Une véranda... c'était tellement prévisible. Je le suivais donc intriguée, les yeux brillants de la merveille que j'allais encore découvrir, nous traversâmes l'entrée puis la Dining room dans laquelle se trouvait une deuxième porte côté cuisine que je n'avais pas vu et qui donnait effectivement sur une immense véranda. Toute vitrée, le toit se terminait en épi, des panneaux blancs empêchaient une partie de la lumière de pénétrer, évitant ainsi à certaines plantes d'être en contact direct avec les rayons du soleil. Même la végétation  ici avait droit à un traitement de faveur. D'ailleurs, elles resplendissaient. Une chaleur ambiante m'envahit ce qui trancha avec le froid de tout ce verre.

Deux larges fauteuils en teck ornés de gros coussins confortables et une table basse étaient les seuls meubles de cette pièce. Je m'installai et m'enfonçai dans le moelleux du molleton blanc et me détendis instantanément. Je fermai les yeux, bercée par cette douce et chaude atmosphère . Harold arriva un plateau dans les mains, il le posa sur la table basse.

- J'ai pensé qu'un Earl Grey vous conviendrait, me dit-il un sourire aux lèvres.

- Oui, c'est parfait merci, lui répondis- je en lui rendant son sourire. Il s'éloigna.

- Harold ? l'interpellai-je.

- Autre chose Miss ? Il pensait sûrement que quelque chose me manquait, il ne se trompait guère. Une présence.

- Vous ne voulez pas vous asseoir et prendre une tasse de thé avec moi ? S'il vous plait.

Je pris mon air de petite fille suppliante. Il me regarda étonné, sembla réfléchir un temps, jeta un exil à  sa montre puis se décida.

- Je vais chercher une autre tasse, répondit-il détendu.

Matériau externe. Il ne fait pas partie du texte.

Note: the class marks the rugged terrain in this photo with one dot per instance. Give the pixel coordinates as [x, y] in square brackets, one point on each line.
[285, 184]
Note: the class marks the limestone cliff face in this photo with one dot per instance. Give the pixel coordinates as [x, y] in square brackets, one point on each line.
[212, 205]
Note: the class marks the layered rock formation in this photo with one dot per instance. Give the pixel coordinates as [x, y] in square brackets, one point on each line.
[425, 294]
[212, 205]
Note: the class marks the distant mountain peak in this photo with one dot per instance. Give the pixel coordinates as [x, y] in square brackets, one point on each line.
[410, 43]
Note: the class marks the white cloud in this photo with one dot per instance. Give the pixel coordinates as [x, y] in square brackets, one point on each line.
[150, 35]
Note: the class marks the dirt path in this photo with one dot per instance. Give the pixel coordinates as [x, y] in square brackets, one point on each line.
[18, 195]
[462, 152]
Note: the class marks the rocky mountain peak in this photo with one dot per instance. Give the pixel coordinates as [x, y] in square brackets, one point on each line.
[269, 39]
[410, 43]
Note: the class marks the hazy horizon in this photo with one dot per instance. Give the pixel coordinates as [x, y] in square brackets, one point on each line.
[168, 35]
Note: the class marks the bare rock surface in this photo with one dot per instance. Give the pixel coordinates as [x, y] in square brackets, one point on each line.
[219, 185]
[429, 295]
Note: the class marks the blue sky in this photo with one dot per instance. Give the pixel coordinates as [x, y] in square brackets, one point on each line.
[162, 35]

J'affichai un sourire victorieux et m'enfonçai plus encore dans mon fauteuil m'enroulant le menton dans le col de mon pull.

Harold ne mit pas longtemps à revenir, il prit le deuxième fauteuil. Je le regardai faire du coin de l'œil, mon menton caché permettait de dissimuler mon air amusé. Il semblait tellement coincé comme s'il ne savait pas s'asseoir autrement que le dos bien droit, les jambes serrées et sur le bord. Je m'entrepris de le servir mais nos mains se croisèrent.

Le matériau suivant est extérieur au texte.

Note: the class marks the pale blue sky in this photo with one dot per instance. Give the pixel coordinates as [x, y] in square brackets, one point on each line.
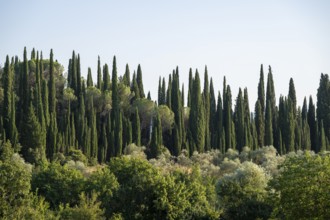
[231, 37]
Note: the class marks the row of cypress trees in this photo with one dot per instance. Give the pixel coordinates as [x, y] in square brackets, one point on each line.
[44, 114]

- Laissez moi faire, laissez moi vous servir s'il vous plait, lui dis-je,  je suppose que cela ne doit pas vous arriver souvent.

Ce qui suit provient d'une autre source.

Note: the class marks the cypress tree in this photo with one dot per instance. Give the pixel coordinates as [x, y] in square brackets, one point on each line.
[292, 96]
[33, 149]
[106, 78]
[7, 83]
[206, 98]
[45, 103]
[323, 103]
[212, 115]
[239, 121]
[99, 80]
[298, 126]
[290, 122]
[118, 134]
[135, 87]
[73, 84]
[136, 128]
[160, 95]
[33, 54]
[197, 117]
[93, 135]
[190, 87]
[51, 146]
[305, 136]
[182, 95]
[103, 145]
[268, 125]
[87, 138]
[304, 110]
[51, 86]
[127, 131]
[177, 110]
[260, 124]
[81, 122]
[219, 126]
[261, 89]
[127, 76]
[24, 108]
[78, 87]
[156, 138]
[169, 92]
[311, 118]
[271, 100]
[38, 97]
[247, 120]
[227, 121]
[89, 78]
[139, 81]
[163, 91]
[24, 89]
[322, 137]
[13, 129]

- En effet, dit-il impassible.

Je saisis là l'occasion de lui parler. C'était un homme discret je l'avais bien compris et il ne me raconterait que ce qu'il voudrait bien me dire mais je me lançai.

- Justement, je me demandais... Vous vivez ici ? je lui posai ma première question tout en lui tendant sa tasse de thé que j'avais automatiquement agrémentée d'un nuage de lait.

- Non, Miss. J'ai effectivement un logement de fonction  mais je ne l'utilise que très rarement.

- Je vois et les autres employés font de même alors ?

- Oui, mais selon l'emploi du temps de Mr Nolan, nous restons ici. Tout dépend de ce qu'il nous demande.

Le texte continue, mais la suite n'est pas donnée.